I have a question I am hoping you can answer as I have been searching the Internet for about three hours now and have found nothing. I did what was probably a really stupid thing to do. I was very ill and so not using my best judgment I wrote an email to our (evil??) HR lady. In this email I expressed my gross intolerance for a coworker. I posed, in a not so nice way, the question of why someone as inefficient as them could be allowed to keep their job for so long. I then went on to make a few snide remarks about the company for letting this go on so long. I know, I know, I know..... never in writing, but like I said I was sick and my judgment (not to mention my patience) was a bit off.
Come to find out the email had been forwarded to the COO (small company...about 40 employees) of the company and then to my direct supervisor from the COO. Now I feel like a total idiot. What I want to know is if the company's HR rep violated any laws by doing this. I know it was completely immoral, but was it illegal?
Well, it's not illegal (she says in her non-lawyer, non legal advice way). HR people are not required to keep a confidence as a doctor, priest or lawyer is. In fact, part of our job is to blab. Which means that I'm also going to suggest that it wasn't necessarily immoral either.

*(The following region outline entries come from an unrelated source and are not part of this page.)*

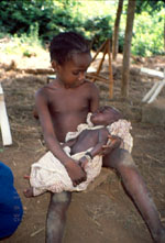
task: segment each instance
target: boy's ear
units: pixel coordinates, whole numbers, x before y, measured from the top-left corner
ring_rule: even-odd
[[[56,60],[52,60],[52,67],[55,71],[59,70],[59,64]]]

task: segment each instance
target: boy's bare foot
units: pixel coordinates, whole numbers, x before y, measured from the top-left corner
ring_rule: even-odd
[[[23,191],[23,194],[24,194],[24,196],[25,196],[26,198],[33,197],[33,196],[34,196],[34,195],[33,195],[33,188],[30,187],[30,188],[25,189],[25,190]]]

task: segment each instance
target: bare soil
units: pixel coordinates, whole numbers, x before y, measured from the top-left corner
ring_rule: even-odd
[[[10,59],[11,60],[11,59]],[[33,118],[34,93],[46,84],[47,74],[30,74],[25,68],[42,66],[42,59],[21,59],[9,65],[1,59],[0,78],[6,93],[13,144],[2,146],[0,140],[0,161],[11,167],[14,185],[21,196],[24,216],[16,232],[7,243],[44,243],[45,219],[50,194],[26,199],[23,189],[28,181],[23,176],[30,166],[45,152],[38,122]],[[100,88],[101,104],[113,104],[132,122],[134,137],[133,157],[154,198],[161,219],[165,223],[165,126],[142,123],[142,98],[152,87],[153,80],[140,74],[142,66],[162,68],[165,57],[133,59],[130,73],[129,99],[120,98],[121,57],[113,63],[114,98],[109,99],[108,84],[97,81]],[[22,66],[21,66],[22,65]],[[97,64],[95,64],[97,65]],[[19,69],[16,69],[19,68]],[[107,64],[103,67],[107,73]],[[24,69],[24,70],[23,70]],[[32,73],[32,71],[31,71]],[[44,71],[43,71],[44,73]],[[158,97],[164,97],[163,89]],[[151,243],[152,239],[145,223],[133,202],[123,190],[114,172],[100,186],[87,192],[74,192],[67,213],[64,243]]]

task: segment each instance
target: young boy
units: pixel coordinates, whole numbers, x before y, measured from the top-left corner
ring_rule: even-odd
[[[112,107],[102,107],[92,114],[89,113],[89,117],[90,123],[78,125],[75,133],[67,133],[67,142],[63,144],[66,153],[78,161],[85,169],[86,181],[74,187],[65,167],[51,152],[47,152],[31,167],[31,187],[24,191],[25,197],[38,196],[47,190],[52,192],[86,190],[101,170],[102,156],[99,153],[108,139],[111,150],[122,144],[131,152],[132,136],[129,132],[131,123],[121,119],[122,115],[118,110]],[[117,136],[118,134],[120,137]]]
[[[85,75],[91,63],[89,47],[79,34],[68,32],[55,36],[50,47],[52,67],[56,79],[41,88],[35,96],[36,111],[47,148],[57,157],[69,175],[73,185],[86,180],[86,173],[72,157],[67,156],[61,143],[66,133],[76,131],[86,122],[88,112],[99,107],[98,89],[86,80]],[[127,150],[102,147],[102,166],[116,169],[123,186],[140,210],[152,238],[157,243],[165,243],[165,230],[158,212],[136,166]],[[61,243],[64,233],[66,211],[72,192],[52,194],[47,212],[46,242]]]

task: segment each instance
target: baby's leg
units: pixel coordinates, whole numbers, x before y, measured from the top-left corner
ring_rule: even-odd
[[[72,192],[52,194],[47,212],[46,243],[62,242],[70,199]]]
[[[114,150],[111,155],[105,157],[103,165],[117,169],[122,178],[124,188],[140,210],[154,241],[165,243],[165,229],[161,223],[157,209],[131,155],[124,150]]]

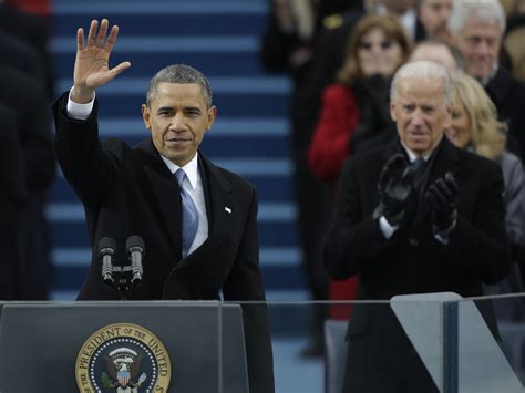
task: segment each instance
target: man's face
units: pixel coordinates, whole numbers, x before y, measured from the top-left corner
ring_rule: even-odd
[[[447,39],[446,23],[452,10],[452,0],[423,0],[419,8],[419,20],[429,38]]]
[[[466,63],[466,73],[473,77],[490,76],[497,63],[502,32],[495,22],[471,17],[455,38]]]
[[[432,153],[450,125],[450,107],[444,96],[442,79],[399,81],[390,114],[401,142],[418,155]]]
[[[457,64],[449,49],[440,43],[419,44],[410,55],[410,61],[428,60],[443,65],[449,72],[456,72]]]
[[[195,156],[204,134],[212,127],[217,110],[207,107],[196,83],[161,82],[150,106],[142,105],[144,124],[152,132],[158,153],[178,166]]]

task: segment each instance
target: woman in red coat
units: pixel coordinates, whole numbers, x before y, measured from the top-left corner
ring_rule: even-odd
[[[336,186],[342,163],[350,154],[373,147],[391,132],[390,79],[408,59],[412,42],[394,15],[363,17],[349,40],[338,83],[322,96],[308,162],[312,173]],[[356,279],[332,281],[331,300],[352,300]],[[331,318],[347,319],[349,307],[334,306]]]

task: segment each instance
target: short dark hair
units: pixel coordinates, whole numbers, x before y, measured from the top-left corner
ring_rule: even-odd
[[[196,83],[200,85],[203,90],[204,101],[206,102],[207,107],[210,107],[213,104],[213,91],[212,85],[204,74],[187,64],[173,64],[168,65],[161,71],[158,71],[150,80],[150,86],[146,92],[146,105],[150,106],[150,103],[155,95],[156,87],[158,83]]]

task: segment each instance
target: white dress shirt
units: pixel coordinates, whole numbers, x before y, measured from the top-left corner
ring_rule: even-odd
[[[72,91],[73,89],[71,89]],[[71,91],[68,100],[68,116],[75,120],[86,120],[91,112],[93,111],[93,104],[95,95],[93,94],[93,100],[86,104],[78,104],[71,100]],[[169,172],[174,175],[173,180],[175,179],[175,172],[181,167],[175,165],[173,162],[161,155],[164,164],[166,164]],[[198,172],[198,153],[195,154],[195,157],[192,158],[189,163],[182,167],[186,173],[186,178],[183,182],[184,189],[192,197],[195,207],[197,208],[198,215],[198,227],[197,234],[193,240],[192,247],[189,247],[188,255],[197,249],[206,239],[208,238],[208,216],[206,215],[206,200],[204,197],[203,180]]]

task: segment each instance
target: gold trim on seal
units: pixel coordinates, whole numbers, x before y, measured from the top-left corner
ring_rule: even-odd
[[[90,335],[79,351],[75,362],[76,385],[81,393],[96,393],[90,381],[90,362],[93,354],[105,342],[117,338],[132,338],[146,345],[158,365],[158,376],[154,392],[167,392],[172,378],[172,363],[164,344],[150,330],[134,323],[113,323]]]

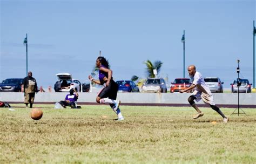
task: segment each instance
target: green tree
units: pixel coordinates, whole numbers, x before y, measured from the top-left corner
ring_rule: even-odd
[[[144,62],[143,63],[146,64],[146,66],[145,73],[146,77],[148,78],[155,77],[153,73],[154,70],[157,70],[157,74],[158,74],[161,70],[161,67],[163,64],[163,63],[160,60],[156,60],[154,62],[154,64],[153,64],[151,61],[150,60],[147,60]]]

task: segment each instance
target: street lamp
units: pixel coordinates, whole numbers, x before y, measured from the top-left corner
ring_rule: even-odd
[[[24,44],[24,45],[26,45],[26,76],[28,76],[28,33],[26,33],[26,37],[24,39],[23,44]]]
[[[254,26],[254,20],[253,20],[253,88],[255,88],[255,35],[256,34],[256,28]]]
[[[183,30],[181,43],[183,43],[183,78],[185,78],[185,30]]]

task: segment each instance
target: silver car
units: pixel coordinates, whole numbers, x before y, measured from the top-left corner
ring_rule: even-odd
[[[212,92],[223,92],[223,85],[224,83],[220,81],[218,77],[205,78],[205,82],[209,86]]]
[[[238,81],[239,81],[238,84],[240,84],[239,92],[250,93],[252,92],[251,88],[252,84],[250,84],[249,80],[248,79],[239,79],[239,80],[237,79],[234,80],[232,84],[230,84],[232,93],[238,92]]]
[[[147,79],[142,86],[143,92],[167,92],[165,81],[163,78]]]

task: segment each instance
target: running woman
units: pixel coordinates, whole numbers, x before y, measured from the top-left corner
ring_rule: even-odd
[[[99,104],[109,103],[113,111],[117,114],[118,120],[123,120],[121,111],[119,108],[120,100],[117,100],[118,85],[113,80],[112,71],[109,69],[109,62],[103,57],[99,57],[96,60],[96,66],[99,68],[99,80],[96,80],[90,75],[90,80],[105,87],[99,92],[96,101]]]
[[[199,110],[194,101],[194,100],[197,101],[199,101],[200,99],[203,99],[203,101],[204,101],[205,104],[210,105],[212,109],[217,112],[217,113],[223,118],[223,121],[224,122],[227,122],[229,120],[228,118],[226,117],[224,114],[222,113],[220,108],[215,105],[214,101],[213,101],[213,97],[209,87],[205,84],[201,74],[196,71],[196,66],[193,65],[190,65],[187,67],[187,72],[193,83],[189,87],[181,90],[179,92],[183,93],[195,88],[194,91],[188,99],[188,102],[198,112],[198,113],[194,116],[193,118],[196,119],[204,115],[204,113]]]

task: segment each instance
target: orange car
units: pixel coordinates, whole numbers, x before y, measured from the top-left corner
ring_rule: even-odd
[[[181,90],[185,90],[188,88],[191,85],[190,79],[188,78],[177,78],[175,79],[173,83],[171,83],[170,92],[171,93],[177,92]],[[192,92],[189,91],[187,92]]]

Let the angry evil HR comments begin.
HR represents the company, not the employee. This sometimes requires following up on a complaint. Now, your company is small, so you probably actually have a relationship with your HR person. If I'd received such and e-mail and I knew it was out of character for you, I might have e-mailed it back and said, "Did you mean to hit send?"

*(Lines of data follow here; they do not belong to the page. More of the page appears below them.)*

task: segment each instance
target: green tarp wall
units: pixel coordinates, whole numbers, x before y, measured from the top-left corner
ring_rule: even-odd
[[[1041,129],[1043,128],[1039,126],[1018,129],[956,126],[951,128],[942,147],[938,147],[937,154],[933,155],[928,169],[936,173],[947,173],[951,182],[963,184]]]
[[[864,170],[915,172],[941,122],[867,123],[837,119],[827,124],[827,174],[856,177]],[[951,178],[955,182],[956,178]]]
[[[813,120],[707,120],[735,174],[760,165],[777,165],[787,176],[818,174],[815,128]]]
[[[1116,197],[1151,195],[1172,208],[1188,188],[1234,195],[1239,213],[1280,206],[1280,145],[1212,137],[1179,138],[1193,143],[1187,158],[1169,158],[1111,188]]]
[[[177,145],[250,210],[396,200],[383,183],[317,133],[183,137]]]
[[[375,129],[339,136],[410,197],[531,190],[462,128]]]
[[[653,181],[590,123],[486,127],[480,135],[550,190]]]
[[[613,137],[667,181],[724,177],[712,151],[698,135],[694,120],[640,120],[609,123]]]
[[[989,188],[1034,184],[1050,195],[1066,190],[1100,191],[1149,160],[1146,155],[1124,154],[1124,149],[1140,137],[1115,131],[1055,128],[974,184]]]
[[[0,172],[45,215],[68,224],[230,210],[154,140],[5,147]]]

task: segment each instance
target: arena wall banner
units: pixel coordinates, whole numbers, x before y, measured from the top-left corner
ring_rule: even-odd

But, having a productive workforce is part of HR's long list of responsibilities. I have to assume that if you tell me a co-worker is a complete slacker that you want something done about it. Not knowing your company culture or the organizational structure I can't comment on whether it was appropriate to forward the e-mail to the COO.
Actually, I can. I would think the proper thing to do would be to find out myself if there was a problem with your co-worker, or with you, and then decide who needs to know. But in a company that small, the COO very well could be the right person.
We understand that sometimes steam needs to be blown off. We also sometimes over-react. Some people would send off an e-mail like this and wonder why in the heck no one brought it to the COO's attention! You can't win in this HR business.
What should you do? Apologize for losing your temper. Get back to work. Hope your co-worker doesn't find out about it. Address it head on with your boss. And finally, read the comments here, as my readers will have better advice.